RECENTLY, I was invited by the Islamic Party of Malaysia (PAS) Research Centre to take part in a panel discussion on affirmative action. It was planned so that there would be different sides of the argument. The first speaker was to argue for affirmative action, while I was asked to explain why I am against it.
The first speaker presented a raft of data to explain why affirmative action is needed in Malaysia. He covered almost all the angles I can think of, from evidence of what other countries have done and are doing, to the widening inequality in Malaysia and the risks we may face if we do not have affirmative action in place.
I too originally came prepared with data supplemented by a list of academic literature arguing against affirmative action. But when it came to my turn to speak, I decided to put all the data aside and just speak from the heart.
My argument against affirmative action is quite simple actually. I believe affirmative action is a form of discrimination and therefore, it is immoral and wrong. When something is immoral and wrong, no amount of data can make it right.
Let's take one easy example. Through the Economic Transformation Programme (ETP), our government is committed to more than double our gross national income (GNI) per capita by 2020. Various programmes and targets have been set to achieve this aim. But if we really want to increase GNI per capita, there is actually a much easier and quicker way to guarantee that outcome. Why don't we just legalise robbery? Just imagine how much money the bottom 40% can make simply by robbing the right person. Or why not legalise bribery? Surely taking bribes is a much easier way to become rich quick.
Of course nobody in his right mind would propose legalising robbery or corruption. These are blatantly immoral acts and they are wrong. We have a clear moral compass in these cases.
For so long we have been conditioned that when we discuss policies, we must make data the first basis of our thinking. Yes, undoubtedly data is important. But as a free market capitalist, I was also trained to hold true to moral principles and values.
Leading figures of capitalist economic thought rarely, if ever, divorce their economic arguments from morality. Indeed many liberal thinkers are strongly influenced by moral philosophy. To name a few, Ibn Khaldun received a thorough grounding in Islamic knowledge while Adam Smith was himself a moral philosopher. Similarly, Friedrich Hayek was heavily influenced by another liberal moral philosopher, Emmanuel Kant.
It is thus no surprise that scholars of free market capitalism will almost always take a "principle first" approach. The moral compass has to be used all the time, not selectively.
The case of affirmative action is a good example.

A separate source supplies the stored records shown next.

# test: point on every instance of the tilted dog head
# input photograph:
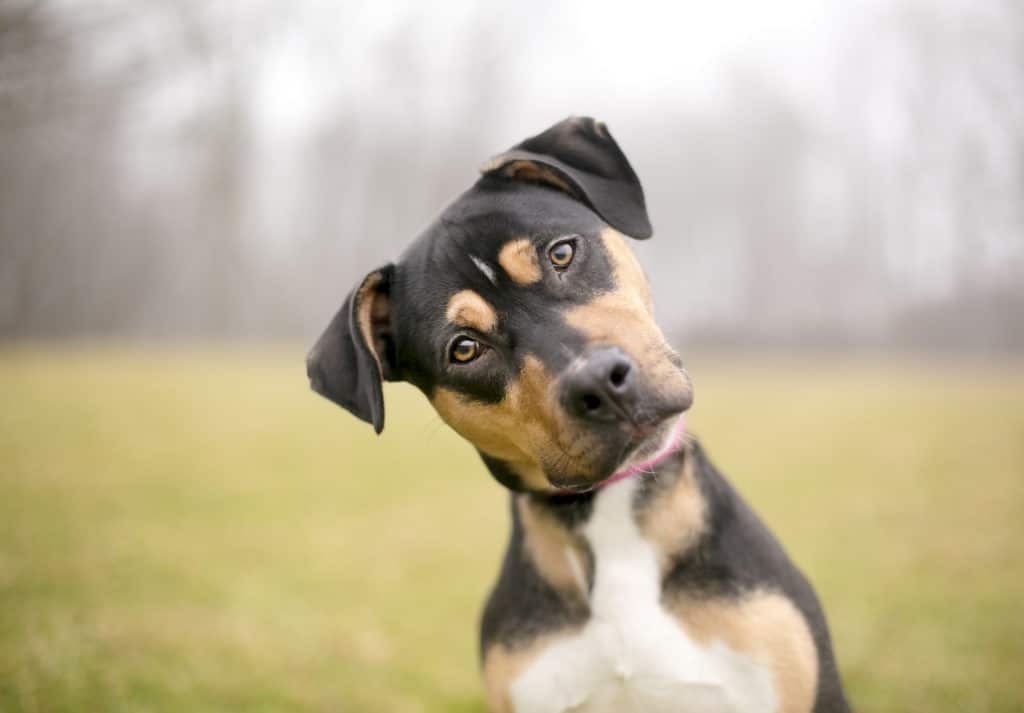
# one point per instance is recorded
(524, 318)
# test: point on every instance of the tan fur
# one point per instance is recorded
(765, 626)
(526, 428)
(523, 169)
(676, 518)
(467, 308)
(629, 275)
(624, 318)
(518, 259)
(371, 306)
(550, 545)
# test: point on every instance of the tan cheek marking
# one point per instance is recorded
(518, 259)
(550, 546)
(628, 273)
(467, 308)
(371, 305)
(503, 665)
(767, 627)
(517, 429)
(676, 519)
(625, 318)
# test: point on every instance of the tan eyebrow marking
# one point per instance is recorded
(518, 259)
(467, 308)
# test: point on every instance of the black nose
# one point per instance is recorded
(603, 388)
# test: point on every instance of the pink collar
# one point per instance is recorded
(671, 445)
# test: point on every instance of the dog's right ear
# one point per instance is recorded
(356, 351)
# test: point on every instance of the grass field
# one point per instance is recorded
(193, 530)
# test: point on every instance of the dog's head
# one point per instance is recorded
(524, 318)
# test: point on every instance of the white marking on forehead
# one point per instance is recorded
(487, 270)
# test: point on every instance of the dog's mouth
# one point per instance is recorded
(648, 446)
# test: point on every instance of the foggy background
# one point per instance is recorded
(817, 174)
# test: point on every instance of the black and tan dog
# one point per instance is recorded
(636, 579)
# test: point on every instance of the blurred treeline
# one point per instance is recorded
(193, 169)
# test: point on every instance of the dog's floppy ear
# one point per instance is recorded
(580, 157)
(356, 351)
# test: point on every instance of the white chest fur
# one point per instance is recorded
(632, 655)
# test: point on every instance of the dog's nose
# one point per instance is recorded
(603, 388)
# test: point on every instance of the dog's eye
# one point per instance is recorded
(561, 254)
(464, 350)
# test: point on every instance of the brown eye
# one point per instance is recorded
(465, 349)
(561, 254)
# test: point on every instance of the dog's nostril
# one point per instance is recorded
(619, 374)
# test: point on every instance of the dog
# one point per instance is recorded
(635, 578)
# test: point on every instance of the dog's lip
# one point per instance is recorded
(663, 437)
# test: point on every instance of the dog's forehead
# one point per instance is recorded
(491, 232)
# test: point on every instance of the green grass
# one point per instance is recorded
(194, 530)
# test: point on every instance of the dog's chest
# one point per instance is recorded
(632, 655)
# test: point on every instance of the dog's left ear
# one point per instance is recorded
(580, 157)
(356, 351)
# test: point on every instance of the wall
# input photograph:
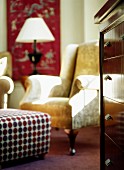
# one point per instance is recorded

I do not deny that we can dig out copious data on how a target group benefits from policies that favour them over other groups. In fact, it seems rather obvious that if the government were to introduce policies favouring group A over group B, then surely an objective analysis of outcome data would show that group A has prospered.
But it would be a mistake to examine only the post-intervention outcome data. The most important question we must ask is pre-intervention: Is the policy moral? Just like the case for theft and corruption above, if the answer is no, then we should not even introduce such policies in the first place, or, if they have already been implemented, roll them back immediately.
Those on the opposite side — the statists and socialists — rely heavily on data devoid of morality to justify their ideas. They usually believe in the equality of outcomes, and, to equalise outcomes, the ends justify the means.
In the case of affirmative action, the targeted outcome is to ensure wealth "equality" in society. In order to achieve that outcome, proponents of affirmative action will find various excuses to justify discrimination, forgetting that discrimination in whatever form is immoral.
At the PAS panel discussion, one party leader argued that we live in exceptional circumstances that make it necessary for us to do things that are normally regarded as wrong. I understand where he was coming from. There is an Islamic adage that says even though Muslims are prohibited from eating pork, they can do so under exceptional circumstances. So he was trying to say that there are times when normal measures of morality do not apply and now is that time.
I disagree completely with the suggestion that we now live in exceptional circumstances such that we can disregard morality when talking about socio-economic policies. For example, when discussing how to help the poor, none of our policy-makers talk about the potential of private giving, charitable bodies and social enterprises — three important mechanisms in the liberal capitalist model.
Why do we opt for immoral discriminatory policies when we have not yet exhausted the more moral options? Unless we have exhausted the moral options, we are not living under "exceptional circumstances".
Malaysia has set a clear path towards becoming a developed high-income nation by 2020. It is important that we also become a more moral society by then. For that to happen, we urgently need to bring back morality into our economic discourse by holding true to liberal economic principles.
Wan Saiful Wan Jan is chief executive of the Institute for Democracy and Economic Affairs. This article appeared in The Edge weekly on May 7, 2012.